Ah Kılıçdaroğlu, ah!
Kılıçdaroğlu’nu dinlerken, “Atatürk’ü, hatta CHP’yi, CHP’ye genel başkan olanlar bile anlayamamış” demekten kendimi alamadım.
“Daha Cumhuriyetin üzerinden iki yıl geçmiş, Kayseri’de ilk uçak fabrikasını kurduk. (...) Dokuz yıl sonra, 3 Mayıs 1934’te kendi yaptığımız uçak Kayseri’den kalktı, Ankara’ya indi.”
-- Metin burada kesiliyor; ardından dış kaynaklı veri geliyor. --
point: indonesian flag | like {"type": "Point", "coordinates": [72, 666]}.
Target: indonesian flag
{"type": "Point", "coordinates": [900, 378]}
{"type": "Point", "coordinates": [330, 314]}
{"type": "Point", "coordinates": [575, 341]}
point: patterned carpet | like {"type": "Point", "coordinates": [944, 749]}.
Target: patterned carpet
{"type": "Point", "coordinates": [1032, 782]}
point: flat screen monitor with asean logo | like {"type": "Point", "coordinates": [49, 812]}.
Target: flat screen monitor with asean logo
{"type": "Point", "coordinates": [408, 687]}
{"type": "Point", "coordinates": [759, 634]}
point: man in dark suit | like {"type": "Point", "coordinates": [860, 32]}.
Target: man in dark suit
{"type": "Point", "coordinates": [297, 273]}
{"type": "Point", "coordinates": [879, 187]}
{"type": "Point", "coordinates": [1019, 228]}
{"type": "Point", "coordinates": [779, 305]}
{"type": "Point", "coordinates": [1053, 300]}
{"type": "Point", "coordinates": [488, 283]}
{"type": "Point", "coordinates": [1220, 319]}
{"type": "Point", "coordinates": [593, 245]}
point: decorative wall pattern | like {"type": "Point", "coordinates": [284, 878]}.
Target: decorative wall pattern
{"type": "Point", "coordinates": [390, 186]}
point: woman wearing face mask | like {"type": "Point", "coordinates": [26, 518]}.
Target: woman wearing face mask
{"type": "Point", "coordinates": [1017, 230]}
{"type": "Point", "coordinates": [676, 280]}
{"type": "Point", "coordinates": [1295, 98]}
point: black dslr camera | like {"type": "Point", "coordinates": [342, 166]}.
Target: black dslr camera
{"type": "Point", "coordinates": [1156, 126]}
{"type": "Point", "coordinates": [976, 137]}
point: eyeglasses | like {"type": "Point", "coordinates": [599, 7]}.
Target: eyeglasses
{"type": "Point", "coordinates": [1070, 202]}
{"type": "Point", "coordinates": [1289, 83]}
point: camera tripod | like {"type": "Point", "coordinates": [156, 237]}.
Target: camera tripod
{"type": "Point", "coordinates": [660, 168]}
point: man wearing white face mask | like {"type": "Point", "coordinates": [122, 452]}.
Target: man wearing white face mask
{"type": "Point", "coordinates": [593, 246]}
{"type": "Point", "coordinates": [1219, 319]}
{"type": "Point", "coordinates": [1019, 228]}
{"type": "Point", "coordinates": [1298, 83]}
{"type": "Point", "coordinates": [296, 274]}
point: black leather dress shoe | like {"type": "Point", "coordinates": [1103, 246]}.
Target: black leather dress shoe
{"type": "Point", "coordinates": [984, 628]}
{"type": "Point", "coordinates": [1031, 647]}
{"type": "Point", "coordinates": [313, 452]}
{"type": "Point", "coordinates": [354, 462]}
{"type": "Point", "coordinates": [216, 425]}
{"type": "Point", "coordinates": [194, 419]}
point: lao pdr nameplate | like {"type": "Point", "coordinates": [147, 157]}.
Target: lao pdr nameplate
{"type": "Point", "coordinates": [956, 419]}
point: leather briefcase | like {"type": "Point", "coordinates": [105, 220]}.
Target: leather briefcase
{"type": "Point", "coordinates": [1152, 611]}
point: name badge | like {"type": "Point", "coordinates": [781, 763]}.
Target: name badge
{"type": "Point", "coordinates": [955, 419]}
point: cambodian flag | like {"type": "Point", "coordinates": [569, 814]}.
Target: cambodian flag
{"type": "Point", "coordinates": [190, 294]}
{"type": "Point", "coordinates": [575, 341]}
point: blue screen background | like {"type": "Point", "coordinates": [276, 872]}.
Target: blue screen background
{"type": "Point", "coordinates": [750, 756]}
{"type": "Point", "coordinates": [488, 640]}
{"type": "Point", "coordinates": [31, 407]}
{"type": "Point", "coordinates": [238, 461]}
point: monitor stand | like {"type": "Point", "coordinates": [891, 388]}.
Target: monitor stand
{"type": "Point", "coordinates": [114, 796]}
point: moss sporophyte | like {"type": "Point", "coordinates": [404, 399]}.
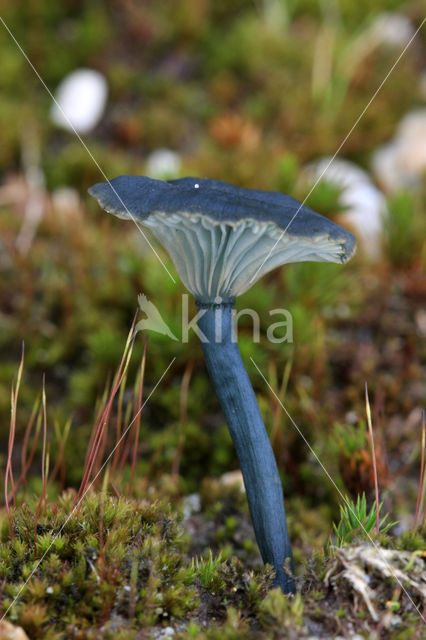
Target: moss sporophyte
{"type": "Point", "coordinates": [222, 239]}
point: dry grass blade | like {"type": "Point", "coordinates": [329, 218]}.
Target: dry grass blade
{"type": "Point", "coordinates": [137, 416]}
{"type": "Point", "coordinates": [101, 426]}
{"type": "Point", "coordinates": [9, 471]}
{"type": "Point", "coordinates": [373, 457]}
{"type": "Point", "coordinates": [422, 479]}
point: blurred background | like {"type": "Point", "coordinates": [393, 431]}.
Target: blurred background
{"type": "Point", "coordinates": [259, 93]}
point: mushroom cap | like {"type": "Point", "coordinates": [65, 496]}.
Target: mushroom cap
{"type": "Point", "coordinates": [223, 238]}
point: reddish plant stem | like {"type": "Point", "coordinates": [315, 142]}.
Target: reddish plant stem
{"type": "Point", "coordinates": [137, 417]}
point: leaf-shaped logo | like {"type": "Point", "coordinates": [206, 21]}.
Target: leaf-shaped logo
{"type": "Point", "coordinates": [153, 320]}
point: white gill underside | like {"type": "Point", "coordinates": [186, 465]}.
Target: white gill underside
{"type": "Point", "coordinates": [220, 260]}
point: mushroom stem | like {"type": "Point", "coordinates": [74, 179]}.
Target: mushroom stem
{"type": "Point", "coordinates": [257, 460]}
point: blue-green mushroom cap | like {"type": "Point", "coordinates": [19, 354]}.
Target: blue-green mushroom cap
{"type": "Point", "coordinates": [223, 238]}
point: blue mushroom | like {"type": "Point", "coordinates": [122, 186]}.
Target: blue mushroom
{"type": "Point", "coordinates": [222, 239]}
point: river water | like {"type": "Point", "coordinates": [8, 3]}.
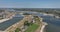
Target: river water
{"type": "Point", "coordinates": [53, 23]}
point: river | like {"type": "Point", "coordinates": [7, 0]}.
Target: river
{"type": "Point", "coordinates": [53, 23]}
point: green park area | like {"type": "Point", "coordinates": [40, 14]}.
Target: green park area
{"type": "Point", "coordinates": [32, 28]}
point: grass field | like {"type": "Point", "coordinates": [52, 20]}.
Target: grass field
{"type": "Point", "coordinates": [32, 28]}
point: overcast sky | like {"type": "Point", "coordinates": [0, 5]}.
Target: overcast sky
{"type": "Point", "coordinates": [29, 3]}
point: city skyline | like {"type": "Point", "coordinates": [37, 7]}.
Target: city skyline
{"type": "Point", "coordinates": [29, 3]}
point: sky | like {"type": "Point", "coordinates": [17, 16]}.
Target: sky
{"type": "Point", "coordinates": [29, 3]}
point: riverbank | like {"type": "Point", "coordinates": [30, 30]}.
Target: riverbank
{"type": "Point", "coordinates": [43, 26]}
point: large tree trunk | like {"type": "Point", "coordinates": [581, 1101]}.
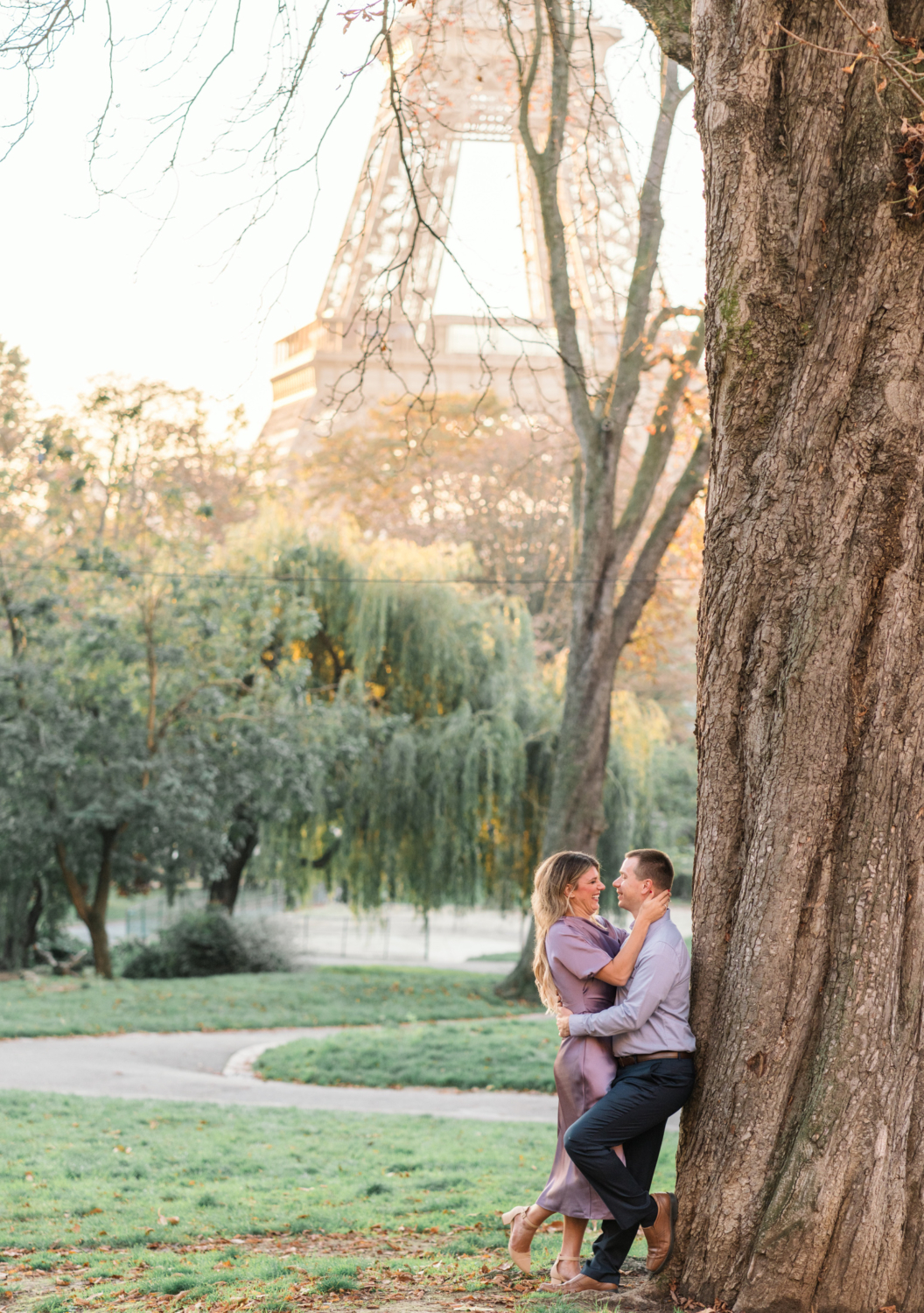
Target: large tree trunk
{"type": "Point", "coordinates": [802, 1155]}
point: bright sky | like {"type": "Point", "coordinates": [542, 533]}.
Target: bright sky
{"type": "Point", "coordinates": [162, 276]}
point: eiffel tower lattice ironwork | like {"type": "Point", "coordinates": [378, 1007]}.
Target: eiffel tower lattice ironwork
{"type": "Point", "coordinates": [375, 335]}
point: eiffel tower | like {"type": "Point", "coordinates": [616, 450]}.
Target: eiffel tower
{"type": "Point", "coordinates": [378, 334]}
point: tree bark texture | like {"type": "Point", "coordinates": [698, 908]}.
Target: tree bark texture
{"type": "Point", "coordinates": [802, 1155]}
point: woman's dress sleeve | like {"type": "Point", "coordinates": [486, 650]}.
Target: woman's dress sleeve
{"type": "Point", "coordinates": [571, 947]}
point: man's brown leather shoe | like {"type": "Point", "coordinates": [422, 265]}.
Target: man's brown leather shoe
{"type": "Point", "coordinates": [578, 1284]}
{"type": "Point", "coordinates": [661, 1233]}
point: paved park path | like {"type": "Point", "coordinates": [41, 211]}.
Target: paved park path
{"type": "Point", "coordinates": [215, 1068]}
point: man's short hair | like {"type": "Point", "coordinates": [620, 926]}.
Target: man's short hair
{"type": "Point", "coordinates": [654, 866]}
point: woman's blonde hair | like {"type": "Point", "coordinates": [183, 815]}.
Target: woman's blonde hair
{"type": "Point", "coordinates": [551, 879]}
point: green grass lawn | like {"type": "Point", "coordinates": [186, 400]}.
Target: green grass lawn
{"type": "Point", "coordinates": [504, 1055]}
{"type": "Point", "coordinates": [81, 1173]}
{"type": "Point", "coordinates": [326, 995]}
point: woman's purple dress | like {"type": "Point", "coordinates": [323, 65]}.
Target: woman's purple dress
{"type": "Point", "coordinates": [584, 1068]}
Diyen Kılıçdaroğlu tam o noktada Erdoğan’a sesleniyor:
“- Yapabiliyor musun şimdi sen bunu?”
Sizce Erdoğan, Kılıçdaroğlu’na ne cevap verecek?
Ben size söyleyeyim, “Tamam, yapamıyorum. İyi de, sor bakalım niye yapamıyorum” deyip, CHP’yi yine CHP ile vuracak. Diyecek ki, “O fabrikayı, hatta, yaptığı uçakları dış ülkelere pazarlayan uçak fabrikasını kim kapattı a Kılıçdaroğlu” diyecek. “CHP kapattı, İnönü kapattı” diyecek...
Ve CHP susacak!
Gerçekten Cumhuriyet’in Atatürk’lü dönemleri insanı şaşkına çevirecek bağımsızlık ve sanayi hamleleri yekûnudur. O imkânsızlıklar içerisinde o başarılar nasıl sağlandı, bunca imkân içerisinde bu başarısızlıklar nasıl oluyor, hafızaların kavrayabileceği bir iş değildir. Atatürk’ten sonraki sapmalar da, başarısı böylesine ortada duran bir sistem varken, akılla izah edilemez.
27 Haziran 1947 tarihinde Merkez Bankası, “Kasamda 176 ton altın var” diye açıklama yapıyor. Sonra, ABD’den Marshall yardımı kabul ediliyor. ABD, sen uçak yapma, sen gemi yapma, ben sana ucuza veririm diyor, Türkiye bunu kabul ediyor. O yıllarda Batılılar tıpkı bugünkü ağzı kullanarak, “Türkiye örnek ülke” diye övdükçe övüyor, Ankara’nın yönetim tarzını.
Peki sonra ne oluyor?
Kılıçdaroğlu’nun dediği gibi 8 yıl içerisinde 176 ton altın bitiyor, Türkiye moratoryum ilan ediyor. Yani, “Ben battım, borçlarımı ödeyemiyorum” diyor.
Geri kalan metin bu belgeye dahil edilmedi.